Preliminary Notes on a Joy-like VM written in Oberon

srenner@mail.ru — 2000-05-04 16:37:00

In this implementation, the fundamental data structure is a box chain.
A box is just a record with a pointer to another box. A box chain is
just a linked list. Ignore the asterisks in the declarations below.
They specify visibility outside the module.

TYPE Box* = POINTER TO RECORD;
VAR
next*: Box;
PROCEDURE Exec*(bstack: BoxStack; istack: IntStack; dict: Dictionary;
VAR box: Box);
END Exec;
PROCEDURE Print*;
END Print;
END Box;

"Box" is the basic type of box. It doesn't contain anything. You could
call it an abstract type. Here is an extension of "Box" which holds an
integer. Notice that "Exec" doesn't operate on global variables but
takes arguments. This corresponds nicely to Joy: all literals are
functions of type stack -> stack.

TYPE Int* = POINTER TO RECORD(Box);
VAR
n: LONGINT;
PROCEDURE Exec*(bstack: BoxStack; istack: IntStack; dict: Dictionary;
VAR box: Box);
BEGIN
istack.Push(n);
box := box.next;
END Exec;
PROCEDURE Print*;
BEGIN
Out.String(' Int Box containing: '); Out.Int(n,10);
Out.Ln;
IF next # NIL THEN next.Print END
END Print;
END Int;

Here is another extension of "Box". It holds a string which specifies
an operation. It would probably be better if every primitive op had
its own box type. Then Oberon's polymorphic dispatch on "exec" would
take the place of the IF .. ELSIF ... statement.

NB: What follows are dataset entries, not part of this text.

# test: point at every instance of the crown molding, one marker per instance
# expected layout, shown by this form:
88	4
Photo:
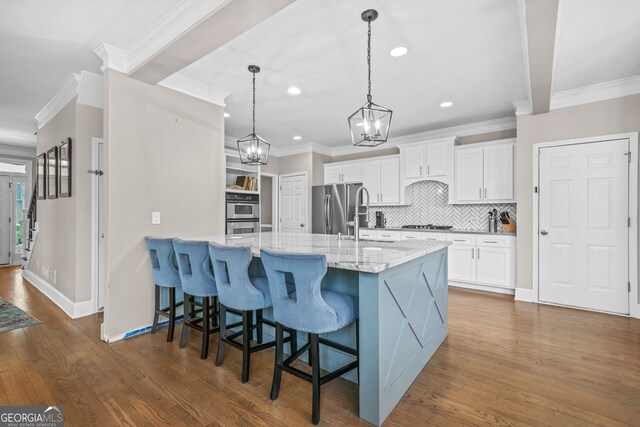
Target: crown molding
16	140
17	150
63	96
522	106
174	23
477	128
598	92
86	86
195	88
305	147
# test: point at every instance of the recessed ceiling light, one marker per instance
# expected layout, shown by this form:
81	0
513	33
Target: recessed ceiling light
398	51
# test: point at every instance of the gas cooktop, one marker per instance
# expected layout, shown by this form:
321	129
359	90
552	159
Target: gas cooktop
429	227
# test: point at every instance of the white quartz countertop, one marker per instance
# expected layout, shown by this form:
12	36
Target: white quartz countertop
365	256
451	230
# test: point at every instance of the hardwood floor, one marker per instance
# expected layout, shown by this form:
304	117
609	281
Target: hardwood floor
503	363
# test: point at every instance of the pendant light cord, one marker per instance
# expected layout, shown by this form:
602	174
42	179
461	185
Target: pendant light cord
254	103
369	59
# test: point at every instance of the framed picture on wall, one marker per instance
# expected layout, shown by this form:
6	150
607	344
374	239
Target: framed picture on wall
64	169
41	177
52	173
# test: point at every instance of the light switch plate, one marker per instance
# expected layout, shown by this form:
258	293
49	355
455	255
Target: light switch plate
155	218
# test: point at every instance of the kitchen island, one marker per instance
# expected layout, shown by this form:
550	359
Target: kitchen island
402	292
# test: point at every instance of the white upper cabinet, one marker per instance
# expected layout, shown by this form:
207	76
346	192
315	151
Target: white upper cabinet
381	177
332	174
339	173
437	158
414	162
390	181
484	172
371	180
426	160
469	170
352	172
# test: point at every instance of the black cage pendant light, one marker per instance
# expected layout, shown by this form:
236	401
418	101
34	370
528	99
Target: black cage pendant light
253	149
369	125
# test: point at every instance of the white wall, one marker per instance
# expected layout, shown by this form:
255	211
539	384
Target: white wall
164	153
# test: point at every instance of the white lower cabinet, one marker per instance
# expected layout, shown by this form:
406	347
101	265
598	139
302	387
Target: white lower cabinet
483	261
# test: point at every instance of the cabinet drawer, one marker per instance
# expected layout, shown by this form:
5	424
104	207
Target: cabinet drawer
388	235
412	235
494	241
435	236
462	239
368	234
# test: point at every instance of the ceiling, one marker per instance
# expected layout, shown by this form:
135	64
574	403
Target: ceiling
42	42
596	41
466	51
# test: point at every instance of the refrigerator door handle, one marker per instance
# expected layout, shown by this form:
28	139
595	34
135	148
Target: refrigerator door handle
327	219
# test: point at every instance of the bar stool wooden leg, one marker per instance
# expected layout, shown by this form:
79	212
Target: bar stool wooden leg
260	328
172	314
314	351
358	346
247	331
206	318
157	307
293	344
223	334
277	370
187	318
216	312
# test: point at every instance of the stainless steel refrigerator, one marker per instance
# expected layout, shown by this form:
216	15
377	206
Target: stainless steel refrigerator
333	206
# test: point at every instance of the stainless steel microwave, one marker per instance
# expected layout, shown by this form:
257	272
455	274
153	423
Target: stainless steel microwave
242	227
243	206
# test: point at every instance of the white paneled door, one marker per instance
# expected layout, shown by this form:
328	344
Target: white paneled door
293	203
5	220
583	225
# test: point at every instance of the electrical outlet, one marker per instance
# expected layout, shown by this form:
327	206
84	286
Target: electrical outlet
155	218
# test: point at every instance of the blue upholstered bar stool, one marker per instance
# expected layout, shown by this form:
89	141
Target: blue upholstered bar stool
243	294
308	309
196	275
164	272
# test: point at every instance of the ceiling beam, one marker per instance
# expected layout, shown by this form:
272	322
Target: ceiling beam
230	20
541	17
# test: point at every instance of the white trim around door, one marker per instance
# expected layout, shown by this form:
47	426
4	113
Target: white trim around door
307	209
634	304
97	223
275	199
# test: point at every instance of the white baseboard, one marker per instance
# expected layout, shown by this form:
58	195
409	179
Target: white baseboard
526	295
73	310
485	288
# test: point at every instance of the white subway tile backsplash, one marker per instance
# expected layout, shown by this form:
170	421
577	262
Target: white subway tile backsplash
430	206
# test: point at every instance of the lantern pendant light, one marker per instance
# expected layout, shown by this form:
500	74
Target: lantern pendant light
253	149
369	125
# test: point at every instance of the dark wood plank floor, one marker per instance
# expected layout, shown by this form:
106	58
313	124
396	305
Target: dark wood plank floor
503	363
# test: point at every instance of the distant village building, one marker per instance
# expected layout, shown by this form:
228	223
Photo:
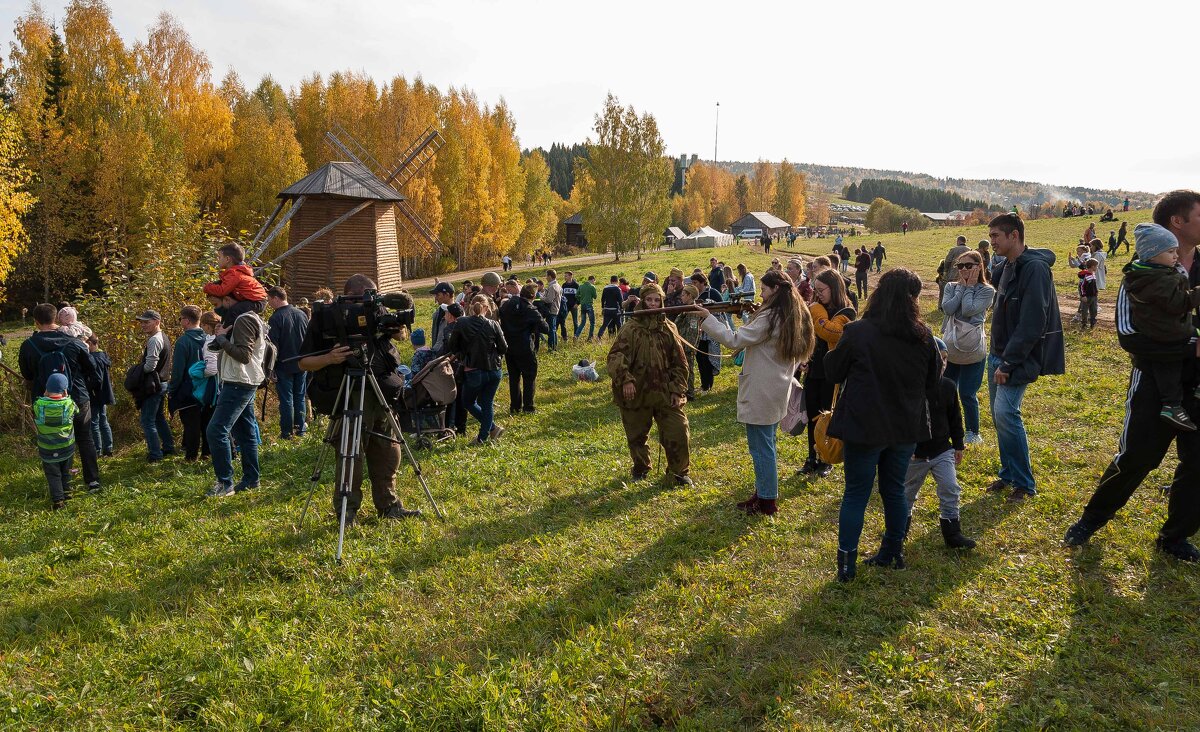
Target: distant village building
760	220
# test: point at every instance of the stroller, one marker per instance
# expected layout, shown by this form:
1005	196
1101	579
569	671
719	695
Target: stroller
421	406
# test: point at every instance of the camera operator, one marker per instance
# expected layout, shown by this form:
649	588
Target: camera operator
382	456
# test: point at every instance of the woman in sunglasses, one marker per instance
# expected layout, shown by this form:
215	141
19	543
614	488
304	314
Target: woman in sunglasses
965	305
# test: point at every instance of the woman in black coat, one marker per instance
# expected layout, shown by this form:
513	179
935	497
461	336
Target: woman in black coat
887	365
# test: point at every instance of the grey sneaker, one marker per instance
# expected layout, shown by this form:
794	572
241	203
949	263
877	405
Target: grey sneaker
220	491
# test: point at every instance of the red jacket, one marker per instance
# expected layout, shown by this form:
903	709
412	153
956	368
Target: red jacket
238	281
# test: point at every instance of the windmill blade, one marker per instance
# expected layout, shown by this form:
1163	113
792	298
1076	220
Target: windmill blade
345	143
279	227
418	155
415	227
316	235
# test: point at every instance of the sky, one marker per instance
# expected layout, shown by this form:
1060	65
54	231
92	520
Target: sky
1095	94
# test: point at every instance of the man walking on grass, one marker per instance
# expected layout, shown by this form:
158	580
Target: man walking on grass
1145	437
1026	342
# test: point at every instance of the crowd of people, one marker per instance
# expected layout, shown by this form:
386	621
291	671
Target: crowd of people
881	391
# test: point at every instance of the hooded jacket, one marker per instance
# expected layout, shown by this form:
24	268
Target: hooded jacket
1026	327
1161	301
649	354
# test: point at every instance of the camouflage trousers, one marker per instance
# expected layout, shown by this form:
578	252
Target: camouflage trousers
673	436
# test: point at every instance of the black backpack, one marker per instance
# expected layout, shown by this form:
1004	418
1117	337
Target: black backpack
51	363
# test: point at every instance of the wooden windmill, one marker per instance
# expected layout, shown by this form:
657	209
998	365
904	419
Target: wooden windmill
345	217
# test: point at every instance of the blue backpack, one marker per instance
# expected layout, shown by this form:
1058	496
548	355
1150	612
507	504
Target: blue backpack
204	388
51	363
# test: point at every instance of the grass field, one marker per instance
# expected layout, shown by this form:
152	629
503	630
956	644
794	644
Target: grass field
558	597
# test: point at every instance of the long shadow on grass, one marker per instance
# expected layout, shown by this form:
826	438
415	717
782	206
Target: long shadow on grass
730	679
1126	663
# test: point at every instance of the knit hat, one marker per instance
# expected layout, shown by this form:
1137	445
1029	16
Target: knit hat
1152	240
57	384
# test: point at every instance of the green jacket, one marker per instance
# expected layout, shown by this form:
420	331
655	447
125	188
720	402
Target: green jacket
648	353
55	435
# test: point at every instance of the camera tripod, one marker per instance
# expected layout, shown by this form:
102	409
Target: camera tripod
352	395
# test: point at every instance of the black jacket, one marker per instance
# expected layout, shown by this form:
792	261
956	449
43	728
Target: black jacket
1026	328
945	421
886	385
519	322
75	353
478	342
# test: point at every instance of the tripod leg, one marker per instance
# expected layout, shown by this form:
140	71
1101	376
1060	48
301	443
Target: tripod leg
403	445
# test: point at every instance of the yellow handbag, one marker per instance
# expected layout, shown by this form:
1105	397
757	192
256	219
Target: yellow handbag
829	449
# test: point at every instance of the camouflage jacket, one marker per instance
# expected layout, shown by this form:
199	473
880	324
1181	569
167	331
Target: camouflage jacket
648	353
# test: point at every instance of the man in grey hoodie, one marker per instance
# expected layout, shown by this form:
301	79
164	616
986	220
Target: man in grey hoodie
1026	342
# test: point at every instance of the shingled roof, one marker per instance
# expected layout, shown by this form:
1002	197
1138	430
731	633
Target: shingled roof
341	180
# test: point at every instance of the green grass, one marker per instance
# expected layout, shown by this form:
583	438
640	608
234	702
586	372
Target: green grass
557	597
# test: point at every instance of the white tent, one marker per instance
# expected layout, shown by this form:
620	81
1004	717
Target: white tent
705	238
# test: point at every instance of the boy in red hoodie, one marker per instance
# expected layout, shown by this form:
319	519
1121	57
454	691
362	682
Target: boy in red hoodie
238	281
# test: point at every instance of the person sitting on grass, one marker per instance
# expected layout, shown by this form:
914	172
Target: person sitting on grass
53	415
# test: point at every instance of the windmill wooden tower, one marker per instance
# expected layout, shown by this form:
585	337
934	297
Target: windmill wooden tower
345	217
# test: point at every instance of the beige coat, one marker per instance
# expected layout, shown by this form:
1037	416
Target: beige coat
766	381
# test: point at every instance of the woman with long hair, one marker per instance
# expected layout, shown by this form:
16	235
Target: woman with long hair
775	341
831	312
888	366
965	305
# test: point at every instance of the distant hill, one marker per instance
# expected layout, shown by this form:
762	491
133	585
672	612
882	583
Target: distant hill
993	191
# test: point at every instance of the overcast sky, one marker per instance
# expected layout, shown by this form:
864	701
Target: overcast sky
1091	94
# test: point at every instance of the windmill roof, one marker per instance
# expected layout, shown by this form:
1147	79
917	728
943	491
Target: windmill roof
342	180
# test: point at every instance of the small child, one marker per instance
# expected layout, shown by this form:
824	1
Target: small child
421	353
55	437
237	281
100	389
940	455
1089	294
1161	305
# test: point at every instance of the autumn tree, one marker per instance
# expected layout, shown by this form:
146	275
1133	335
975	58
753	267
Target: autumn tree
627	203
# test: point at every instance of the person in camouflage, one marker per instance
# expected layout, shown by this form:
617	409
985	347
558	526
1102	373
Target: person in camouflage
649	382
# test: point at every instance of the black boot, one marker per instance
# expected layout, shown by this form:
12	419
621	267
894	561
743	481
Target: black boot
952	532
846	562
891	555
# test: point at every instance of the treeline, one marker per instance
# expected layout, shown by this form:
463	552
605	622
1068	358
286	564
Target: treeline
131	151
909	196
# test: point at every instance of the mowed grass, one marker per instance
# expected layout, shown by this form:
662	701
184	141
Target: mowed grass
556	595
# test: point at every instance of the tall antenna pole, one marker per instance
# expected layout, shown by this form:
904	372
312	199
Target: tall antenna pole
717	130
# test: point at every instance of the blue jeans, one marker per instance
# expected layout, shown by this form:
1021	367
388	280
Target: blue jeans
101	431
1011	438
234	415
587	315
969	377
155	429
862	462
479	394
291	388
761	439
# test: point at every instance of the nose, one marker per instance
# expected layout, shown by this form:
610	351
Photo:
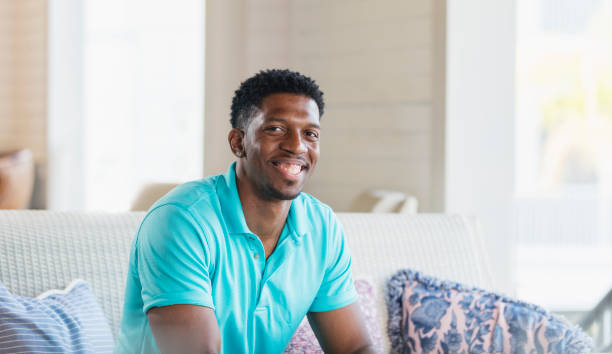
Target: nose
293	143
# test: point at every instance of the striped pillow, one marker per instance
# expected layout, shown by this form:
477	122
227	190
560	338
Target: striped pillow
66	321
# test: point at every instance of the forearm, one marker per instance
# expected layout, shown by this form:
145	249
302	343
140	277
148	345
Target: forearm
369	349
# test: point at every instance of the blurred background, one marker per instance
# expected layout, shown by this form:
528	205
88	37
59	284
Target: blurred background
498	109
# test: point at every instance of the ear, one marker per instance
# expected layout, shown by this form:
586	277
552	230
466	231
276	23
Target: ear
236	139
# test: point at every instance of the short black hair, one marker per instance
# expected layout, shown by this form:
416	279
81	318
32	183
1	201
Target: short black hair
253	90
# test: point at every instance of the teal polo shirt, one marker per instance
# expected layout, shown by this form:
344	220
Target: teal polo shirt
194	247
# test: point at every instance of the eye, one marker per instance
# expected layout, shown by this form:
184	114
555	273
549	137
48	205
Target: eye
274	129
312	134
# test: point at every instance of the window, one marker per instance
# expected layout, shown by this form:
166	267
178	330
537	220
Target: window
138	77
564	152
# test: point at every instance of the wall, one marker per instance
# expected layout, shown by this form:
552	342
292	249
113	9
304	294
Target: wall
23	45
378	63
480	122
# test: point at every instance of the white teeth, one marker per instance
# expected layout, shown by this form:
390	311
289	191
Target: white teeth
291	168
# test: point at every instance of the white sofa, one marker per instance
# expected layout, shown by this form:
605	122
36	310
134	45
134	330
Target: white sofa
42	250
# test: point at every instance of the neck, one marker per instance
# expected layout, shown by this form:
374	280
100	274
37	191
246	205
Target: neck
264	217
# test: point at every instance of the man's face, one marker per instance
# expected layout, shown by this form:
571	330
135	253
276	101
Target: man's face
281	146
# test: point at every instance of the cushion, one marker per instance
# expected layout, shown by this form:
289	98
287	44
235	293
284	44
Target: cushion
430	315
305	341
67	321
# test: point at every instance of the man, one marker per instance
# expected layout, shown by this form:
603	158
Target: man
232	263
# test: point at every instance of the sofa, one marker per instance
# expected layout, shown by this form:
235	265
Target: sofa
42	250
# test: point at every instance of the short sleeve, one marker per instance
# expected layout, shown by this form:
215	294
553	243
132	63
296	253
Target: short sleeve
173	259
337	289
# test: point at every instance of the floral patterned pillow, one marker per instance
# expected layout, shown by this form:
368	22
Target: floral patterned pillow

TYPE Op* = POINTER TO RECORD(Box);
VAR
op: Word;
PROCEDURE Exec*(bstack: BoxStack; istack: IntStack; dict:
Dictionary);
BEGIN
IF op = 'POP' THEN
istack.Pop;
ELSIF op = 'SHOW' THEN
istack.Show;
ELSIF op = 'DSHOW' THEN
dict.Print;
ELSIF op = 'PLUS' THEN
istack.Plus;
ELSIF op = 'MUL' THEN
istack.Mul;
ELSIF op = 'DUP' THEN
istack.Dup;
ELSIF op = 'IF' THEN
IF istack.stack[istack.top] > 0 THEN
next := bstack.stack[bstack.top];
ELSE
box.next :=bstack.stack[bstack.top-1];
END;
bstack.top := bstack.top - 2;
ELSE (* op unprim *)
Out.String('unprim '); Out.String(op); Out.Ln;
IF next # NIL THEN bstack.Push(next) END;
next := dict.get(op);
END;
END Exec;

PROCEDURE Print*;
BEGIN
Out.String(' Op Box containing: ');Out.String(op);
Out.Ln;
IF next # NIL THEN next.Print END
END Print;
END Op;

*****************************************

OK. Now I want to talk about stacks.

TYPE BoxStack* = POINTER TO RECORD;
VAR
stack: ARRAY 10 OF Box;
top: INTEGER;

PROCEDURE & new;
BEGIN
top := 0;
END new;

PROCEDURE Show*;
VAR i: INTEGER;
BEGIN
Out.String('BSTACK:');
FOR i := 0 TO top DO
IF stack[i] # NIL THEN stack[i].Print; Out.Ln
END;
END;
END Show;

PROCEDURE GetTop*(VAR box: Box);
BEGIN
box := stack[top];
END GetTop;

PROCEDURE Push*(b:Box);
BEGIN
stack[top+1] := b;
top := top + 1;
END Push;

PROCEDURE Dup*;
BEGIN
stack[top+1] := stack[top];
top := top + 1;
END Dup;

PROCEDURE Pop*;
BEGIN
top := top - 1;
END Pop;

END BoxStack;

This stack is implemented as an array. Of course a depth of 10 is
impractical. Should the stack be a linked list instead of an array? It
would require double boxing. Consider a stack implemented as a linked
list with a box B on top of the stack. B.next points to the next box
in the chain, or NIL if the chain is just B (chain length 1). B.next
cannot be used to point to the next element of the stack. So B itself
must be placed in a new kind of box. Then the stack can be a special
kind of box chain. I don't like this idea very much.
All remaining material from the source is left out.